In a retrospective cohort study of 2300 incident hemodialysis patients at five Canadian dialysis programs, a predialysis AV fistula creation was associated with a lower risk of all-cause mortality in patients under 65 years of age (HR 0.49, 95% CI 0.29-0.82) and in the first two years of follow-up in those age 65 years and older, but a higher risk thereafter (HR 0 to 24 months: 0.60, 95% CI 0.43-0.84; HR >24 months: 1.83, 95% CI 1.25-2.67) [33]. Importantly, only 2.3 percent of deaths were access related. When the authors compared outcomes between those who used their AV fistulas and those who used a catheter because their AV fistula attempts failed, there was no difference in mortality between the two groups. In other words, patients who were deemed fit for an AV fistula attempt had a survival advantage, independent of whether or not they ever used the AV fistula for hemodialysis. This again reinforces the idea that the excess mortality observed in hemodialysis patients treated with catheters may be the result of residual confounding, unmeasured comorbidity, or treatment selection bias, rather than an effect of the access itself.
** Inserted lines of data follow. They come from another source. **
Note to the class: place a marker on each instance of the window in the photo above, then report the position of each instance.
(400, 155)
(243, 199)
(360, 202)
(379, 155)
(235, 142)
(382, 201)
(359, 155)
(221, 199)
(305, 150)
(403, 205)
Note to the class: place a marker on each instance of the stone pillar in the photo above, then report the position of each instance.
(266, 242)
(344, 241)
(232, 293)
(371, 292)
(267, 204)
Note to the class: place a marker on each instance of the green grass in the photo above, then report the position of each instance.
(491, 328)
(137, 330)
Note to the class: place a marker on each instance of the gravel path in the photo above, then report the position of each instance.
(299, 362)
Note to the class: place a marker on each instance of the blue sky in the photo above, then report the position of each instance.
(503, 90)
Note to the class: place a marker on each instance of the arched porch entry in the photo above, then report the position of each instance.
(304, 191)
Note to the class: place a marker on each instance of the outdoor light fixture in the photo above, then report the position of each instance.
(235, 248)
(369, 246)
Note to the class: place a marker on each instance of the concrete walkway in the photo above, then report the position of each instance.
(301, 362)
Similarly, a study from the United States of 90,517 patients who initiated dialysis with a catheter or AV fistula found a significant mortality benefit among those treated with AV fistulas (HR 0.50, 95% CI 0.48-0.52). However, the mortality rates were also significantly attenuated among those who had a failed AV fistula attempt and dialyzed with a catheter (43 percent in total) when compared with the catheter-only group (HR 0.66, 95% CI 0.64-0.68) [34]. The authors concluded that patient factors likely explain at least two-thirds of the observed difference in mortality in patients treated with an AV fistula.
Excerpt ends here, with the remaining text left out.